GUIDED WAVE ULTRASONIC INSPECTION & VERIFICATION STUDIES OF BURRIED PIPELINES S. Lebsack Lebsack & Associates, The Woodlands, Texas, USA Abstract: New DOT pipeline integrity regulations require operators to assess pipeline sections that previously could not be inspected by conventional in-line-inspection processes, i.e., smart pigs. The new rules for gas pipelines allow the use of Direct Assessment to evaluate the integrity of these lines. Over the last four years Guided Wave UT has been used to inspect interstate pipelines regulated by DOT/OPS. The method is recognized as one of the key technologies in the Direct Assessment process. Long-range ultrasonic inspection or guided wave ultrasonic testing was commercially introduced in early 1998 for in-service monitoring of pipes and pipelines. The oil, gas and chemical process industries now use it for detection of corrosion and other metal loss defects and it has gained acceptance as a valid means of assessing the condition of pipes and pipelines where inspection preparation or access is difficult or expensive. The use of the technology is especially significant in view of the high percentage of unpiggable gas pipelines in the United States and government emphasis on pipeline integrity assessment. The technique has been extensively used in the field for evaluating the condition of pipes in the range of 2 to 48 inches in diameter and has performed well in identifying corrosion in pipes in a variety of situations. As with any new technology, a crucial stage in gaining acceptance by industry as a proven inspection and monitoring tool is the performance achieved in real field situations. Over the last two years, several validation exercises have been partially funded by The Research and Special Programs Administration (RSPA) and The Office of Pipeline Safety (OPS) in conjunction with research in this methodology. These validation exercises are serving to establish confidence in guided wave UT for regulators and pipeline operators alike.

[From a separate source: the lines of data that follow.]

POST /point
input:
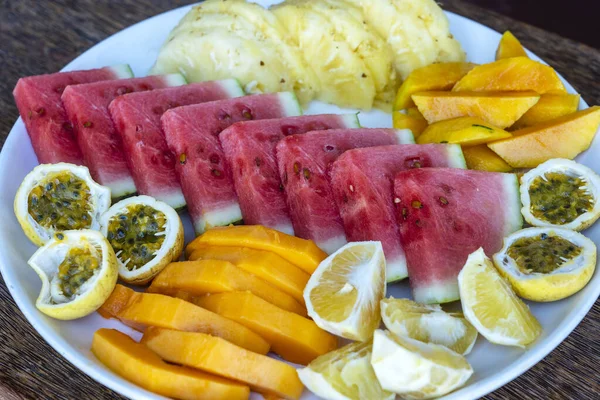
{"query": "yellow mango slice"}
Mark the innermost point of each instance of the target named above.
(500, 109)
(138, 364)
(303, 253)
(140, 310)
(266, 265)
(509, 46)
(515, 74)
(216, 276)
(295, 338)
(441, 76)
(549, 107)
(217, 356)
(481, 158)
(466, 131)
(564, 137)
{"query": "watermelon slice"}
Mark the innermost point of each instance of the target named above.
(444, 214)
(137, 120)
(249, 148)
(192, 133)
(42, 111)
(304, 162)
(87, 109)
(362, 182)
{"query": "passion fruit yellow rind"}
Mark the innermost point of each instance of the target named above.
(78, 270)
(58, 197)
(146, 235)
(561, 193)
(546, 264)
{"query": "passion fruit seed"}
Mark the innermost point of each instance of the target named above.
(77, 268)
(137, 234)
(543, 253)
(559, 198)
(61, 202)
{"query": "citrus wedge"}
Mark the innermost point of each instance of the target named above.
(343, 294)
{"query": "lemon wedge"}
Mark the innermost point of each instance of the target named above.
(546, 264)
(344, 374)
(490, 304)
(416, 370)
(342, 296)
(429, 324)
(59, 197)
(78, 270)
(146, 235)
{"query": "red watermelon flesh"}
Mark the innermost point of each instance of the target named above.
(444, 214)
(249, 148)
(101, 145)
(137, 120)
(42, 111)
(304, 162)
(362, 182)
(192, 133)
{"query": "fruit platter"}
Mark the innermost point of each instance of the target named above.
(335, 199)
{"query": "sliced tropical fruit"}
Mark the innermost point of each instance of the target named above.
(266, 265)
(491, 305)
(140, 365)
(362, 184)
(439, 76)
(466, 131)
(481, 158)
(444, 214)
(344, 374)
(295, 338)
(561, 193)
(304, 162)
(564, 137)
(59, 197)
(428, 324)
(302, 253)
(215, 276)
(509, 47)
(140, 310)
(215, 355)
(78, 270)
(500, 109)
(146, 235)
(549, 107)
(343, 294)
(417, 370)
(511, 74)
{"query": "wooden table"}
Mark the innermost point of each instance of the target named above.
(42, 36)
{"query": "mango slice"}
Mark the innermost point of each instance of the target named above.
(515, 74)
(140, 310)
(509, 46)
(500, 109)
(442, 76)
(564, 137)
(466, 131)
(138, 364)
(303, 253)
(483, 159)
(549, 107)
(217, 356)
(216, 276)
(266, 265)
(295, 338)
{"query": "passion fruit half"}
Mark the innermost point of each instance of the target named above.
(146, 235)
(546, 264)
(59, 197)
(561, 193)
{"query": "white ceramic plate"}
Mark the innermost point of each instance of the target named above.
(138, 46)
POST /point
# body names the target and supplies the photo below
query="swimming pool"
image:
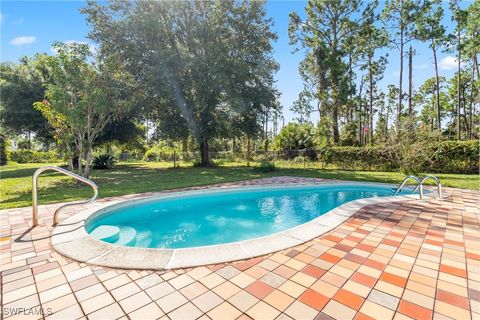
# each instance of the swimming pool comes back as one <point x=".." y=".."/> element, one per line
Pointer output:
<point x="219" y="217"/>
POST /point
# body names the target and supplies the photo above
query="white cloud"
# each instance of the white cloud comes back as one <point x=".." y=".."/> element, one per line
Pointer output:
<point x="448" y="63"/>
<point x="23" y="40"/>
<point x="421" y="66"/>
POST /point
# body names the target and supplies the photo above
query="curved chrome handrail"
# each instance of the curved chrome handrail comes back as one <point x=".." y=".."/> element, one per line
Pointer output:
<point x="419" y="185"/>
<point x="436" y="179"/>
<point x="68" y="173"/>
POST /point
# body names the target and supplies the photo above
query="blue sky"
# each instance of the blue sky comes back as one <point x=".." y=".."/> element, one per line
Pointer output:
<point x="29" y="27"/>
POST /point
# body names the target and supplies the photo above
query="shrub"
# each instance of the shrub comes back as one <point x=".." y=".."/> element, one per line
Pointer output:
<point x="455" y="157"/>
<point x="104" y="161"/>
<point x="367" y="157"/>
<point x="29" y="156"/>
<point x="265" y="166"/>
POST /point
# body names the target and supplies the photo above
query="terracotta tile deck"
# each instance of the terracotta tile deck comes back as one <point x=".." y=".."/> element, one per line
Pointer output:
<point x="405" y="260"/>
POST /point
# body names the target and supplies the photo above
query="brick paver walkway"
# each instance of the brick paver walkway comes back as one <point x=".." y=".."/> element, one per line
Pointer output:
<point x="413" y="259"/>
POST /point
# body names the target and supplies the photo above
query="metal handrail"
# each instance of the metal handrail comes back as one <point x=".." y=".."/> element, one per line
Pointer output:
<point x="68" y="173"/>
<point x="436" y="179"/>
<point x="419" y="185"/>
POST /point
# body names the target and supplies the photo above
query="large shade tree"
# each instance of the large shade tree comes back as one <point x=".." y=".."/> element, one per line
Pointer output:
<point x="82" y="99"/>
<point x="200" y="64"/>
<point x="22" y="84"/>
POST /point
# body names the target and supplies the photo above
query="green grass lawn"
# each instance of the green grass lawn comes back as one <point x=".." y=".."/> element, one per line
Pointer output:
<point x="127" y="178"/>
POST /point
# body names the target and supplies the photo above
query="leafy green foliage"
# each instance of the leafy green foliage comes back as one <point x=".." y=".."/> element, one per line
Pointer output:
<point x="104" y="161"/>
<point x="29" y="156"/>
<point x="203" y="66"/>
<point x="294" y="137"/>
<point x="265" y="166"/>
<point x="4" y="152"/>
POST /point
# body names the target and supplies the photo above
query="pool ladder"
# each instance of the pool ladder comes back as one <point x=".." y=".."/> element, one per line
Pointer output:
<point x="65" y="172"/>
<point x="419" y="186"/>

This paper briefly reviews the guided wave process and compares some of the field data obtained with the actual as-found pipe conditions. The paper generally looks at the research underway in field applications of long-range ultrasonic technology that is contributing to the development of new and better equipment. Next generation equipment sets are already being developed and the capabilities of these units will permit more flexibility in data acquisition, improved sensitivity and extension of the inspection range.

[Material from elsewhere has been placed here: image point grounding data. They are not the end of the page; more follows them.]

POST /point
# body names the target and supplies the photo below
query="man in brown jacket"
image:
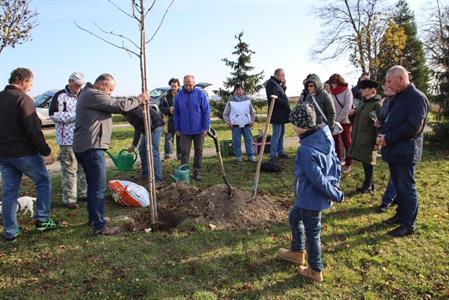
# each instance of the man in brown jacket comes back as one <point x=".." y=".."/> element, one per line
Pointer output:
<point x="23" y="150"/>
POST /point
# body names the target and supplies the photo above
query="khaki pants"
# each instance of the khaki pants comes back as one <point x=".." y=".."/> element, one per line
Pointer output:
<point x="186" y="144"/>
<point x="73" y="177"/>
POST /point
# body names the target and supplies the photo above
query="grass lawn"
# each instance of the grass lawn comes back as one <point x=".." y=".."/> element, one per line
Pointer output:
<point x="361" y="261"/>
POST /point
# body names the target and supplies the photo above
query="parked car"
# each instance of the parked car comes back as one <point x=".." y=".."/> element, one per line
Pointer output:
<point x="42" y="102"/>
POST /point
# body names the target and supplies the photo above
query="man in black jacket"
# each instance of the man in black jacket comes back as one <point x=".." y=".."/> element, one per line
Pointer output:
<point x="401" y="140"/>
<point x="135" y="117"/>
<point x="23" y="150"/>
<point x="276" y="86"/>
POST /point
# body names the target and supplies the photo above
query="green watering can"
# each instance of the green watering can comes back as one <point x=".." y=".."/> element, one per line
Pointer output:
<point x="124" y="161"/>
<point x="182" y="174"/>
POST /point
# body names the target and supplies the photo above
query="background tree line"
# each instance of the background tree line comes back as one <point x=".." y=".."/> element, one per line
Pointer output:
<point x="373" y="34"/>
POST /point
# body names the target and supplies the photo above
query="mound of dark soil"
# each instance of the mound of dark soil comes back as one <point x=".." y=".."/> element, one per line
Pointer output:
<point x="213" y="207"/>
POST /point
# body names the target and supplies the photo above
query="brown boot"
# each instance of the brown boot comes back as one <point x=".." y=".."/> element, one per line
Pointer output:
<point x="311" y="274"/>
<point x="297" y="257"/>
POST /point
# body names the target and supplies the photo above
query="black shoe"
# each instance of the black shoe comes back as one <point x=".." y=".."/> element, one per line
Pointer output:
<point x="47" y="225"/>
<point x="106" y="230"/>
<point x="382" y="208"/>
<point x="197" y="177"/>
<point x="401" y="231"/>
<point x="14" y="238"/>
<point x="364" y="190"/>
<point x="72" y="205"/>
<point x="284" y="156"/>
<point x="393" y="220"/>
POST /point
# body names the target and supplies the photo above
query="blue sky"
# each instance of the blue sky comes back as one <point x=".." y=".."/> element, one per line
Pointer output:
<point x="195" y="36"/>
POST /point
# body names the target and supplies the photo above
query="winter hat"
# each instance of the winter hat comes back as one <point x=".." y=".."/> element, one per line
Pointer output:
<point x="368" y="84"/>
<point x="303" y="116"/>
<point x="77" y="77"/>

Introduction: The long range, guided wave ultrasonic technique (GWUT) was developed for the rapid survey of pipes, to detect internal and external corrosion. The principal advantage is that long lengths, i.e., 90 to 130 feet in each direction on buried pipe and 300 feet plus above ground (also in each direction) can be examined from a single test point. The benefits are: reduction in the costs of gaining access to pipes for inspection, eliminating extensive removal

and reinstallation of insulation, except in the area where the transducers are mounted; direct inspection of unpiggable pipeline sections in lieu of pig launcher-receiver installation,

line upgrading or hydro testing; the ability to inspect inaccessible areas, such as buried pipes, cased pipes and casings, wall

penetrations and under clamps and supports; 100% of the pipe wall is tested;

and site trials have demonstrated that this method is capable of detecting corrosion <30%

through wall and <25% of the circumferential width, i.e., 9% of the pipe wall cross-section. The value of using GWUT to pinpoint potential problem areas along pipelines should be obvious. The use of the technique over the last 4 years has shown that this is a valid means locating corrosion in buried pipe sections. Other applications for the technology are numerous and

industrial utilization is not limited to pipelines but open to situations where metal loss in piping presents an environmental or safety concern.

Figure 1. Finite element model of a guided wave front propagating (left to right) in a pipe section. Red band represents the main wave front. Banded area to the right is another wave mode not used in the inspection.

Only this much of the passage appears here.